Apologies for delay in responding, I posted this just before heading out of the country for a month and wasn't online much whilst away.
I think the first thing to be said is that there is often a great divergence between the quality of research and the quality of the final film. M Leary, I too share your scepticism about documentaries, I think the majority of academics do which is ironic as we love gracing them. I have to admit that my own experience demonstrated the truism that finance and time pressures result in a lack of methodical rigour. I expect that this is less so on a documentary series, particularly if it is sold as a flagship show that is demonstrative of the channel's reputation (for example, the BBC2 series on Auschwitz from 2005 which was hailed by historians and tv critics alike, and which no doubt ticked the boxes for the beeb's 'public service' licence fee requirements). Having said that, there are occasionally films that really do make you sit up and take note, and feel as though you have learnt something in an informed manner.
With respect fiction film, it is harder to judge as good research is often kept to the background. The fiction films that, for me, always stood out as examples of good research are The Age of Innocence
and The Remains of the Day
. This is in part because they are period dramas which do seem to stand out. (I expect this is also why they regularly win oscars for best costumes.) However, these two films are also particularly atuned to how the nuances of social behaviour affect individuals, which may be why they stand out: the research is absorbed into the story. I remember reading an article about The Age of Innocence
in which the journalist visited the set during filming and witnessed a historian that was an expert on 19th century New York society. The journalist reported that they corrected things such as how people held their cutlery, patterns on plates, etc. Tiny tiny things but all of this affects performance and feeds into understanding the experience of living such restricted, controlled lives.
As for documentaries, whether they would stand up to a second viewing, I dunno, but The Thin Blue Line
and Capturing The Freidmans
blew me away when I saw them.

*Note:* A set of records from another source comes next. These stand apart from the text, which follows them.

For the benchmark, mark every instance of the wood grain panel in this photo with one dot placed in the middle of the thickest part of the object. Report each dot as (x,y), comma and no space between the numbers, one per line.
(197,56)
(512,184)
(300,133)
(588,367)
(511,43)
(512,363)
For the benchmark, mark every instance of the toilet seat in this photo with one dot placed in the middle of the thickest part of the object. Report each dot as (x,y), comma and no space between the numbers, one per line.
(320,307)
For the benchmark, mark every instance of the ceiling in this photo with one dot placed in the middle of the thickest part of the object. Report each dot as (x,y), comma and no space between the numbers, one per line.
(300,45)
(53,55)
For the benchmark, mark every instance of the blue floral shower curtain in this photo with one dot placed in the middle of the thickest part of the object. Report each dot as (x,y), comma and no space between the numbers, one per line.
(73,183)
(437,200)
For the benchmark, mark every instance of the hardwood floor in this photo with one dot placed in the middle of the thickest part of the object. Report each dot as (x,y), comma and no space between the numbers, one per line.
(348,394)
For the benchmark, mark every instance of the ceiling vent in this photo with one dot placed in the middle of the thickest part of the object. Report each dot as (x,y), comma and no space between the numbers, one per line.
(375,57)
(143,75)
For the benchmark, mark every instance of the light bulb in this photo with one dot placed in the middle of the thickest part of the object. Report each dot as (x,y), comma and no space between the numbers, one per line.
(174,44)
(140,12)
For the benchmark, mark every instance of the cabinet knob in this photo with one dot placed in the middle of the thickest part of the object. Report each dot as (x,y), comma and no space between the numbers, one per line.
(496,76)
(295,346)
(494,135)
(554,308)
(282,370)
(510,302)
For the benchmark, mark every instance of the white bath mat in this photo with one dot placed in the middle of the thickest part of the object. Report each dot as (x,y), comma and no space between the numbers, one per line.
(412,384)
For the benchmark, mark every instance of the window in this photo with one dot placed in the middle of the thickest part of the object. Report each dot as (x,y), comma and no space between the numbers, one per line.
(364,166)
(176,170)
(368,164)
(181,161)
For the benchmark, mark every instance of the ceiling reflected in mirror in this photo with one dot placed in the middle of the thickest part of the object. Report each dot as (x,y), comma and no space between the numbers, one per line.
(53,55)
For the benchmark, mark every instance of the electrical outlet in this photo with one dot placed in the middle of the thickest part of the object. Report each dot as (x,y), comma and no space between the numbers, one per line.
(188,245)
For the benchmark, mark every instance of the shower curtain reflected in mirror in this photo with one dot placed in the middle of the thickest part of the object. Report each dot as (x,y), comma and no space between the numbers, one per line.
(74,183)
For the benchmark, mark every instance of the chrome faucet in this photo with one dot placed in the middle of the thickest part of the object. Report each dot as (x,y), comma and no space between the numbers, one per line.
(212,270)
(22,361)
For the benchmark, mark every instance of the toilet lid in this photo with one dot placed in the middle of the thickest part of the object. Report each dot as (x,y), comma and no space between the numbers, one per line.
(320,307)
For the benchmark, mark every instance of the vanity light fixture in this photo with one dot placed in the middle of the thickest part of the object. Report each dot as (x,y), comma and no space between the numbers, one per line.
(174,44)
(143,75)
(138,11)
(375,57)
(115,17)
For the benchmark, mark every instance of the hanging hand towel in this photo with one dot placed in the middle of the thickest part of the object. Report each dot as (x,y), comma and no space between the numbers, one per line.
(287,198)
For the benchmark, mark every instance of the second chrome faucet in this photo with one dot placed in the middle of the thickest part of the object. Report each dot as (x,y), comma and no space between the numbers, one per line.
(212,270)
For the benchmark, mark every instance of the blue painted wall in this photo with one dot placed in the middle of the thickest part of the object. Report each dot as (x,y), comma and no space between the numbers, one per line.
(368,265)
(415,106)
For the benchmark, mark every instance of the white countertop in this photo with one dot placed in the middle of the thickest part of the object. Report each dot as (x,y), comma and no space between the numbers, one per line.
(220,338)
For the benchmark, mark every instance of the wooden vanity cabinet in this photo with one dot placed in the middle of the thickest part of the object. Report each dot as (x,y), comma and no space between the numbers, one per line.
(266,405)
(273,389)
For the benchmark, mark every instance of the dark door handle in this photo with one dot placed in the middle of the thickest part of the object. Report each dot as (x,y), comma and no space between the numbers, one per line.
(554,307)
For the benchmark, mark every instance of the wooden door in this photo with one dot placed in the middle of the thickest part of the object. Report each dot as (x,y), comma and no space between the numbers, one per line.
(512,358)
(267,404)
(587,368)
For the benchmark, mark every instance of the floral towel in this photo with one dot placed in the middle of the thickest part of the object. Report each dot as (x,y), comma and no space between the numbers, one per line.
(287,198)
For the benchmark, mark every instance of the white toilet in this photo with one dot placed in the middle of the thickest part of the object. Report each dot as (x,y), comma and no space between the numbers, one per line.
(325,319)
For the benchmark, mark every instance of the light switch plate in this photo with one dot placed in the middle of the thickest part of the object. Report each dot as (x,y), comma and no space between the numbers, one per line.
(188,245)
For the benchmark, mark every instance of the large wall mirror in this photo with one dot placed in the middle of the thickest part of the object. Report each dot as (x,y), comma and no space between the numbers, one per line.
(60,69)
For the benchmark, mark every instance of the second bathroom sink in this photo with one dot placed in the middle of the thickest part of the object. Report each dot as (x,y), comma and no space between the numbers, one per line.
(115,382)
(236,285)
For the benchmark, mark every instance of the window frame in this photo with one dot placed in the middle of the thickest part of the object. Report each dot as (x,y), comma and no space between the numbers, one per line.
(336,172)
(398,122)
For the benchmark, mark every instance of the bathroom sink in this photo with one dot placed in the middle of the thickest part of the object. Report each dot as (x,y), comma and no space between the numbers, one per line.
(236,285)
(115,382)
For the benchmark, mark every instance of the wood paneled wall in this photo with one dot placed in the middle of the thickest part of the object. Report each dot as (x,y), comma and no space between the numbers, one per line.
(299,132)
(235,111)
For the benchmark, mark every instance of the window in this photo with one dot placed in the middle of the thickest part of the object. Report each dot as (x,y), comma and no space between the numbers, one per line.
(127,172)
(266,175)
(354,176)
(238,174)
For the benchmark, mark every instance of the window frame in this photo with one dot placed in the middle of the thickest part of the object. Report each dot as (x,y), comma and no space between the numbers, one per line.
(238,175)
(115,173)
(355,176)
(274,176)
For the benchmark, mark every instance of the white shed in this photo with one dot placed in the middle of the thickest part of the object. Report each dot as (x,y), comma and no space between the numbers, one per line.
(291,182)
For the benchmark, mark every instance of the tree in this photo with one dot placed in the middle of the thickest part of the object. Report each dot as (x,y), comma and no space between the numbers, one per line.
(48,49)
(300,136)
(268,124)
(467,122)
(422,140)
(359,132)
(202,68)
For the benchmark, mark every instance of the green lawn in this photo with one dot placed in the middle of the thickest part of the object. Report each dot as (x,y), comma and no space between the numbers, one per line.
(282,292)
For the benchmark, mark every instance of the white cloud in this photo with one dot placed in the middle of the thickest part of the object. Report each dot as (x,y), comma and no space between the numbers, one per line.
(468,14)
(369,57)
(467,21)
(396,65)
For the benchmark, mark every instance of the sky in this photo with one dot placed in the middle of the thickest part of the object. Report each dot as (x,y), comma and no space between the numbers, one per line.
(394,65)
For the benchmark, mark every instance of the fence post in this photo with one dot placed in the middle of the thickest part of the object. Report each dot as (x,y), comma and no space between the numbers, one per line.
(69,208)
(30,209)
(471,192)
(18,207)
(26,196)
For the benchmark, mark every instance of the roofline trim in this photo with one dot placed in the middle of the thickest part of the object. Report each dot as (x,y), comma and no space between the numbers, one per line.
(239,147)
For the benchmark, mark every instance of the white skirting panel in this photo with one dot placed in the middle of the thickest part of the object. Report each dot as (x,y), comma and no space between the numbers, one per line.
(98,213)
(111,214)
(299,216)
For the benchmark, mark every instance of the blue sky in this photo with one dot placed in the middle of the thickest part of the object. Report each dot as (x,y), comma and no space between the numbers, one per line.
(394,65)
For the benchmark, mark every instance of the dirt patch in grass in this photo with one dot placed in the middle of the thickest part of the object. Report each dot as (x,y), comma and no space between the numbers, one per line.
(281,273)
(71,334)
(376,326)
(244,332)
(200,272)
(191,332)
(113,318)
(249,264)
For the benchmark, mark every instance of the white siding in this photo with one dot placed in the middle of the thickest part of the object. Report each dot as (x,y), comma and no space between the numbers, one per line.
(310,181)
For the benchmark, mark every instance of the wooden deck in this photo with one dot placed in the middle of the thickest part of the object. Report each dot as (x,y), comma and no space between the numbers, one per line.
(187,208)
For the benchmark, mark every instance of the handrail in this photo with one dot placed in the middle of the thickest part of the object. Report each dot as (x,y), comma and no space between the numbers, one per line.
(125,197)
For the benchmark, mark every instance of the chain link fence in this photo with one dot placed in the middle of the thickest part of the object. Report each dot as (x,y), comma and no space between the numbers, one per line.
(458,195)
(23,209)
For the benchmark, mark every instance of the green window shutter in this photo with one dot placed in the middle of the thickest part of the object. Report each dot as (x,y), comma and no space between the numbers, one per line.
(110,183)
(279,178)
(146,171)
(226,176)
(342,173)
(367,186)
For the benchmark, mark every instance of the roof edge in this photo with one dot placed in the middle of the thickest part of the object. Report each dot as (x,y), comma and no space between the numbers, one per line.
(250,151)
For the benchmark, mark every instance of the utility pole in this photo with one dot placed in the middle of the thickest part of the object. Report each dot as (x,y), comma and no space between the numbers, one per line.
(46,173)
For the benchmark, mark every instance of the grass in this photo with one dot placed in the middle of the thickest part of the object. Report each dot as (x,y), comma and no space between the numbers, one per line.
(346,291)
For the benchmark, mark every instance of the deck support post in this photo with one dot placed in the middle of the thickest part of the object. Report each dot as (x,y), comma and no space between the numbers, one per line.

I am sure there are many many more that do not see a wide public release that deserve recognition.
As for the experience of researching this documentary, it was certainly interesting. We had two months to do the research and complete the interviews. I had researched the photographs for my Masters by Research thesis, and contacted the producer at the time. She remembered me and, when the project was green-lit, she got me on board. I had worked with the 1500 odd pictures at the library of congress and was the only person that had said to her 'yes, you can find the people in the pictures'. Everyone else said it was an impossible task. Thankfully, Fusco took pictures most of the way along the track so the photos were like one giant jigsaw, covering approx 250 miles. From there, it was a matter of identifying places. Some were obvious (stations), others took a little more work (business signs, street signs), and some would have been impossible without the help of a friendly Amtrak employee who proved invaluable. On the basis of otherwise insignificant details such as how the track lines and overhead wires ran, etc. he was able to give us cross roads for many of the photos. Then the legwork began, and it was literally a case of knocking door to door and visiting community establishments (churches, schools, clubs, etc.). Obviously I had a lot of contact with local press between NYC and DC, and also had to field a lot of phone calls from people that came out to see the train. On the basis of their descriptions, I had to try and identify them in the photos.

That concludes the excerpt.